Fran Harris | |
Birth Name: | Frances Alvord |
Birth Date: | 19 April 1909 |
Birth Place: | Detroit, Michigan, US |
Education: | B.A., psychology and English, 1929, Grinnell College |
Years Active: | 1931–1974 |
Children: | 3 |
Frances Alvord Harris (1909–1998) was the first female newscaster in Michigan. Harris was the national president of the Association for Women in Communications and she chaired the Defense Advisory Committee on Women in Service.
Harris was born in Detroit in 1909 as an only child.[1]
After graduating from Grinnell College, Harris earned an advertising position with the Himelhoch Brothers in Detroit.[2] She eventually left the Himelhoch Brothers for a radio position at WWJ where she discussed household items.[3]

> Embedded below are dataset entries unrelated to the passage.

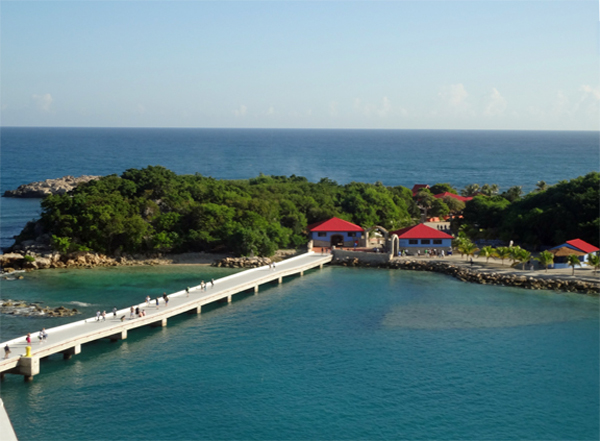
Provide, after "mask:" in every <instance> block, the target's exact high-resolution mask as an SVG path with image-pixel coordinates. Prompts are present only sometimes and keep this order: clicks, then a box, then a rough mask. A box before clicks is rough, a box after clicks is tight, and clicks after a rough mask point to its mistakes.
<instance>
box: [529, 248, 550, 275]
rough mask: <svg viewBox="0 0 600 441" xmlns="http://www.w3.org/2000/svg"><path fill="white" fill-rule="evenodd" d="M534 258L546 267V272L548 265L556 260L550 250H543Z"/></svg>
mask: <svg viewBox="0 0 600 441" xmlns="http://www.w3.org/2000/svg"><path fill="white" fill-rule="evenodd" d="M534 259H535V260H537V261H538V262H540V265H542V266H543V267H544V268H545V269H546V272H548V266H549V265H551V264H552V262H554V254H552V253H551V252H550V251H542V252H541V253H540V254H538V256H537V257H534Z"/></svg>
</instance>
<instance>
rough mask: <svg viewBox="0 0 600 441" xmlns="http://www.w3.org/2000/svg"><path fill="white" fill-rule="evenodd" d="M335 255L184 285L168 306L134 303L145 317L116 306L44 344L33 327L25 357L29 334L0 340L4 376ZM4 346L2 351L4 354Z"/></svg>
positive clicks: (321, 260)
mask: <svg viewBox="0 0 600 441" xmlns="http://www.w3.org/2000/svg"><path fill="white" fill-rule="evenodd" d="M331 259H332V256H331V255H328V254H326V255H322V254H316V253H313V252H309V253H306V254H302V255H300V256H296V257H292V258H290V259H287V260H284V261H282V262H279V263H277V266H276V268H273V269H271V268H269V267H268V266H263V267H260V268H253V269H248V270H245V271H242V272H239V273H236V274H233V275H231V276H227V277H223V278H221V279H218V280H215V281H214V285H212V284H211V283H210V281H208V284H207V286H206V288H205V289H204V290H202V289H201V287H200V286H199V285H198V286H195V287H193V288H190V293H189V295H188V294H187V293H186V291H185V289H184V290H182V291H178V292H175V293H172V294H169V295H168V297H169V303H168V306H167V305H165V303H164V301H163V299H162V298H161V299H160V302H159V306H158V308H157V306H156V303H155V299H153V300H152V301H151V302H150V304H146V302H143V303H140V304H138V305H133V307H134V308H135V307H138V306H139V308H140V310H144V311H145V313H146V316H145V317H134V318H130V308H129V307H127V308H125V309H121V310H119V311H117V314H116V316H114V315H113V313H112V311H111V312H110V314H108V315H107V317H106V321H103V320H102V319H100V321H97V320H96V318H95V317H91V318H87V319H84V320H79V321H76V322H73V323H69V324H66V325H62V326H57V327H55V328H50V329H47V330H46V331H47V333H48V338H47V340H46V341H44V342H42V343H40V342H39V340H38V338H37V334H38V331H39V330H32V332H31V337H32V342H31V345H30V347H31V354H30V356H26V352H27V349H26V347H27V346H28V345H27V343H26V341H25V336H22V337H18V338H15V339H13V340H10V341H6V342H3V343H0V347H2V348H4V346H5V345H6V344H8V346H9V347H10V350H11V355H10V357H9V358H8V359H2V360H0V377H2V378H3V377H4V375H5V374H17V375H23V377H24V378H25V381H30V380H32V379H33V377H34V376H35V375H37V374H39V373H40V360H41V359H42V358H45V357H48V356H50V355H53V354H57V353H62V354H63V357H64V358H65V359H69V358H71V357H72V356H73V355H77V354H79V353H80V352H81V350H82V345H84V344H85V343H89V342H92V341H95V340H99V339H101V338H109V339H111V340H112V341H118V340H124V339H126V338H127V333H128V331H130V330H133V329H136V328H139V327H142V326H148V325H149V326H157V327H163V326H167V323H168V318H169V317H173V316H175V315H179V314H184V313H193V314H200V313H201V312H202V306H203V305H207V304H209V303H214V302H218V301H225V302H228V303H231V301H232V298H233V296H234V295H235V294H239V293H242V292H249V293H257V292H258V290H259V286H260V285H263V284H265V283H270V282H277V283H282V281H283V278H285V277H289V276H293V275H296V274H299V275H302V274H304V273H305V272H306V271H307V270H310V269H313V268H323V265H324V264H325V263H328V262H330V261H331ZM3 352H4V351H3V350H2V351H0V354H3Z"/></svg>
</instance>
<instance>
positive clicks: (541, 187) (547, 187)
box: [534, 181, 548, 192]
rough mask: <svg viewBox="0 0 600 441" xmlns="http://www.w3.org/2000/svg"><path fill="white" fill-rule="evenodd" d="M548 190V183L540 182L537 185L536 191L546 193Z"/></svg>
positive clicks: (542, 181)
mask: <svg viewBox="0 0 600 441" xmlns="http://www.w3.org/2000/svg"><path fill="white" fill-rule="evenodd" d="M546 190H548V184H546V181H538V182H537V184H535V190H534V191H538V192H539V191H546Z"/></svg>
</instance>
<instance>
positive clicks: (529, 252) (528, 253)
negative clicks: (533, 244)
mask: <svg viewBox="0 0 600 441" xmlns="http://www.w3.org/2000/svg"><path fill="white" fill-rule="evenodd" d="M516 258H517V259H516V260H517V261H518V262H520V263H522V264H523V268H522V269H523V270H525V262H528V261H529V260H530V259H531V253H530V252H529V251H527V250H524V249H523V248H519V252H518V253H517V255H516Z"/></svg>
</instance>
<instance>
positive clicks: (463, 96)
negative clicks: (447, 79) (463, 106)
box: [438, 83, 469, 107]
mask: <svg viewBox="0 0 600 441" xmlns="http://www.w3.org/2000/svg"><path fill="white" fill-rule="evenodd" d="M438 96H439V97H440V98H442V100H443V101H444V102H446V103H447V104H449V105H450V106H453V107H463V106H464V105H465V101H466V99H467V97H468V96H469V94H468V93H467V90H466V89H465V86H463V84H462V83H459V84H451V85H450V86H446V87H443V88H442V90H441V91H440V93H438Z"/></svg>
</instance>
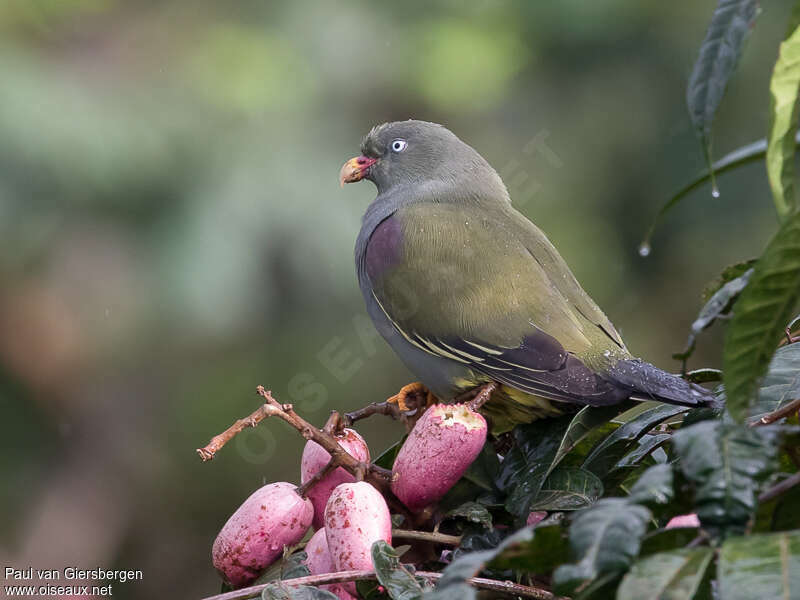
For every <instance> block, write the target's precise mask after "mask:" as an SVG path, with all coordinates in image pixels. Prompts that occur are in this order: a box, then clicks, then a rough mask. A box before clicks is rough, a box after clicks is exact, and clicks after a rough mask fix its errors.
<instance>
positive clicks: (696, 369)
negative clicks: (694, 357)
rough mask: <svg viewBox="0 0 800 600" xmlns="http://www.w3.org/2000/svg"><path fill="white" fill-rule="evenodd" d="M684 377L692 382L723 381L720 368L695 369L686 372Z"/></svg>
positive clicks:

Due to cutbacks during WW2, Harris approached Harry Bannister on December 27, 1942, to ask to join the newsroom to replace the deported men. She sent an audition tape of several news stories and an interview with an available station engineer. On January 4, 1943, Harris became the first woman to broadcast news in Michigan on WWJ radio in Detroit.[3] By 1946, she was the first woman on WWJ-TV and had the first woman-run television show in Michigan.[4] Two years later, she received the Peabody Award for her expose on sex offenders.[5] However, after the war ended, Harris was back in daytime programming, a show that aired at one o'clock and contained news, features, and interviews, under the title of "Women's Editor".[3] In 1952, she received the Headliner Award from the Association for Women in Communications.[6]
During the 1960s, she was appointed to sit on the Status of Women Commission by Governor Swainson, and was subsequently reappointed by the two following governors until 1976.[4] In 1964, Harris moved into an upper management position with WWJ until her eventual retirement.[3] In 1968, Harris was appointed to the Ferris State College Control Board.[7] She later helped establish an associate degree in Child Care Administration at Ferris State University.[1]
From 1971 until 1973, she served as national president of the Association for Women in Communications. In her last year, she was elected by the Secretary of Defense to chair the Defense Advisory Committee on Women in Service.[8] Harris retired from WWJ in 1974.[9]
Although she retired from journalism, Harris continued to work at I. C. Harris & Company as treasurer, and later president and CEO, until 1984.[5] In 1986, she was inducted into the Michigan Journalism Hall of Fame.[10] The next year, she became the first woman to win a Governor's Award from the National Academy of TV Arts and Science in Detroit.[8] Harris was inducted into the Michigan Women's Hall of Fame in 1988.